Comprimidos

Leia a bula.

Ao persistirem os sintomas, procure um médico que saiba responder algo além de "deve ser amor".
Que coisa doentia.

quinta-feira, março 24, 2011

Meia bola sete.

Um banco à frente encontra-se uma senhorinha corcunda, de nariz e orelhas grandes, cabelos grisalhos e conjunto florido. Um saco velho de clichês. A típica avó.
Mas ela não me inspira confiança. Observa todos os novos passageiros, persegue-os com os olhos protegidos por um oclinhos meia-lua.
Não tenho paciência pra extremos que não os meus. Crianças e velhos são as pontas de uma linha geral do tempo. E também são chatos. As primeiras só servem pra buscar o controle da televisão, enquanto os segundos querem ser como os primeiros e insistem em dar trabalho. Só que, já dizia Newton, a massa é diretamente proporcional ao trabalho. E velhos costumam ser gordos.
Banco seguinte há um casal que eu adoraria convidar pra um jantar. Mulher elegante, mas sem exageros. Cara bonito, ombros largos. A barba está bem-feita. E mesmo que não estivesse com certeza não perderia o charme.
Mudando de fileira, uma adolescente de cabelo colorido. Ela não para de grunhir a musica que ouve num aparelho menor que meu bom humor. Nenhum comentário a mais, não seria amiga dela.
Agora sim.
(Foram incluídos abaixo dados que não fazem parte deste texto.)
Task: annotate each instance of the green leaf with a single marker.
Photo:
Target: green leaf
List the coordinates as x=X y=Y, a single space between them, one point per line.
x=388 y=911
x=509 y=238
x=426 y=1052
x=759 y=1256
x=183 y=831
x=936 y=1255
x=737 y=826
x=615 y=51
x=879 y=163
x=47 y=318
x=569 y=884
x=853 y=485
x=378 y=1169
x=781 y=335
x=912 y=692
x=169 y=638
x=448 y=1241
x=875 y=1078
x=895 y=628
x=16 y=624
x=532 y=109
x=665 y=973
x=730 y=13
Cara alto, cabelo desnorteado e magro. Magérrimo. Aposto que dá pra ver a coluna quando está sem camisa. Quer dizer, não aposto pelo simples fato de que ninguem vai saber sobre essas minhas analises grotescas. Mas apostaria. E ganharia. Magro.
Só mais um banco. Mãe e filha, dormindo. Crianças deveriam ser treinadas pra dormir até os quatorze anos. Ou mais, dependendo dos neurônios. Existem algumas que mantém a idade mental na fase de blástula.
Opa, a velhota levantou. Espero ansiosamente ela sacar agulhas de crochê da bolsa e nos ameaçar, mas a setentona só arruma o óculos sobre o nariz e vai se movendo lentamente até a porta. Sai. Adeus, vovó.
Três paradas depois a Mãe, num ato desesperado, acorda a criança. Começa o mimimi. Merda! Provavelmente perderam o ponto. Choro alto. Meu e dela. Anda logo, motorista. Agonia.
Elas descem, enfim silêncio. Ou não. Que barulho é esse? Ah, mas é claro. A calopsita humana ainda não parou de cantar.
Cinco. Dez. Quinze minutos.
O homem magro levanta e dá um tapinha nas calças. Finge que quer tirar a poeira mas aposto que é uma tentativa em vão de se livrar de lembranças vazias. Olhar oco que não me engana.
Ele sai e empobrece a cena.
Do ato principal (que só é principal porque é unico e meu), ainda existem mais quatro personagens. O casal, a rebelde e eu, é claro.
Cinco. Dez. Doze minutos.
A garota se levanta de modo apressado bate com a mochila no meu cotovelo mastiga um desculpa e fala uma chiclete já que ordem e gênero e pontuação não cabem nessa fase alienada (talvez alienígena) da vida. Foi.
Cinco.
O Cara de Ombros Largos se levanta, transpirando ódio. Cadê a elegância, meu bom homem? A mulher segura sua mão suavemente e o convence a retornar pro banco de estofado rasgado. Não que esse seja o motivo da revolta. Eu acho.
Dez.
A conversa ganha tom e atenção. Não há nada de nobre no episódio e parece que a etiqueta e todas as suas regras foram rasgadas.
Dez minutos e algumas aspas.
Minha vez. Queria poder ficar pra saber o final da estória. Fervendo de ódio, desço e encontro a porta de casa. Não podia me atrasar.
Surpresa!
É meu aniversário e preciso agir como se não soubesse que eles iriam reaproveitar as bexigas da festa-surpresa passada. De novo.
Dê-me uma novidade, Dona Vida.
De preferência uma manchete de homícidio seguido de suicídio, um casal.
Ou quem sabe uma velhinha traficante, reconhecida no ônibus 607.